医師コメント|アイシークリニック 高桑康太医師
皮膚科医として15年以上の臨床経験から申し上げると、夏の肌トラブルの多くは「見えない乾燥」、すなわちインナードライが根本原因となっているケースが非常に多いです。表面的なべたつきに惑わされず、肌内部の水分量を意識したケアが重要です。
エアコンによる空気の乾燥は、冬の外気以上に肌へダメージを与えることがあります。冬は「乾燥している」と自覚しやすいため保湿ケアを意識しますが、夏は汗や皮脂のべたつきから「保湿は不要」と誤解しがちです。しかし、エアコンの除湿機能により室内の湿度は40%以下まで低下することも珍しくありません。
肌のバリア機能を担う角質層は、適切な水分量が維持されて初めて正常に機能します。エアコン環境下では経皮水分蒸散量(TEWL)が増加し、角質層の水分が奪われます。すると肌は防御反応として皮脂を過剰に分泌し、これが「夏なのにテカる、でもつっぱる」という矛盾した症状を引き起こします。
特に注意が必要なのは、この状態で「さっぱりタイプの化粧水だけ」「洗顔回数を増やす」といった誤ったケアをすると、さらに乾燥が進行し、肌荒れや大人ニキビの原因になることです。夏でも必ず化粧水の後に乳液やクリームで「蓋」をし、水分の蒸発を防ぐことが重要です。
日本皮膚科学会の指針でも、季節を問わず保湿剤の使用が皮膚バリア機能の維持に有効とされています。特にセラミド配合の保湿剤は角質細胞間脂質を補い、バリア機能の改善に効果的です。

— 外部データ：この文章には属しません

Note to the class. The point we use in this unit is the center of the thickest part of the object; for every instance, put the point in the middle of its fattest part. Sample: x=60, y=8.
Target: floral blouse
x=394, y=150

【エビデンス】日本皮膚科学会のアトピー性皮膚炎診療ガイドラインでは、保湿剤によるスキンケアが皮膚バリア機能の維持・改善に重要であることが示されています。また、室内湿度が50%を下回ると経皮水分蒸散量が有意に増加するという研究報告もあり、エアコン使用時の加湿対策の重要性が裏付けられています。
インナードライを見分けるサイン
・洗顔後、肌がつっぱるのに時間が経つとテカる
・毛穴が目立ち、ファンデーションが崩れやすい
・肌のキメが粗く、ゴワつきを感じる
・スキンケア製品がしみることがある
夏のインナードライ対策のポイント
・化粧水は「さっぱり」でも必ず乳液で蓋をする
・セラミド・ヒアルロン酸配合の保湿剤を選ぶ
・室内に加湿器を置くか、濡れタオルを干す
・こまめな水分補給(1日1.5~2リットル目安)
・洗顔は1日2回まで、ぬるま湯で優しく
受診を検討すべき症状
・保湿ケアを続けても改善しない場合
・赤みやかゆみを伴う場合
・皮むけや湿疹が出現した場合
高桑 康太(たかくわ こうた)医師
皮膚腫瘍・皮膚外科領域で15年以上の臨床経験と30,000件超の手術実績を持ち、医学的根拠に基づき監修を担当
専門分野:皮膚腫瘍、皮膚外科、皮膚科、形成外科
・ミラドライ認定医
臨床実績(2024年時点、累計)
・皮膚腫瘍・皮膚外科手術:30,000件以上
・腋臭症治療:2,000件以上
・酒さ・赤ら顔治療:1,000件以上
略歴
・2009年 東京大学医学部医学科 卒業
・2009年 東京逓信病院 初期研修
・2012年 東京警察病院 皮膚科
・2012年 東京大学医学部附属病院 皮膚科
・2019年 アイシークリニック 治療責任者
監修領域:皮膚腫瘍(ほくろ・粉瘤・脂肪腫など)、皮膚外科手術、皮膚がん、一般医療コラムに関する医療情報
よくある質問(Q&A)
Q1. 夏なのに肌がつっぱるのはなぜですか?
A. エアコンによる空気の乾燥と、それに伴う肌内部の水分不足が主な原因です。
エアコンの除湿機能により室内湿度は40%以下まで低下することがあり、肌から水分が蒸発しやすい環境になります。本調査では84.0%が1日6時間以上エアコン環境で過ごしており、73.7%が夏でも肌の乾燥を感じていました。表面の皮脂とは裏腹に、肌内部は慢性的な水分不足に陥っている状態がインナードライです。
Q2. インナードライと乾燥肌の違いは何ですか?
A. 表面の皮脂量が異なり、インナードライは「表面はべたつくが内部は乾燥」という状態です。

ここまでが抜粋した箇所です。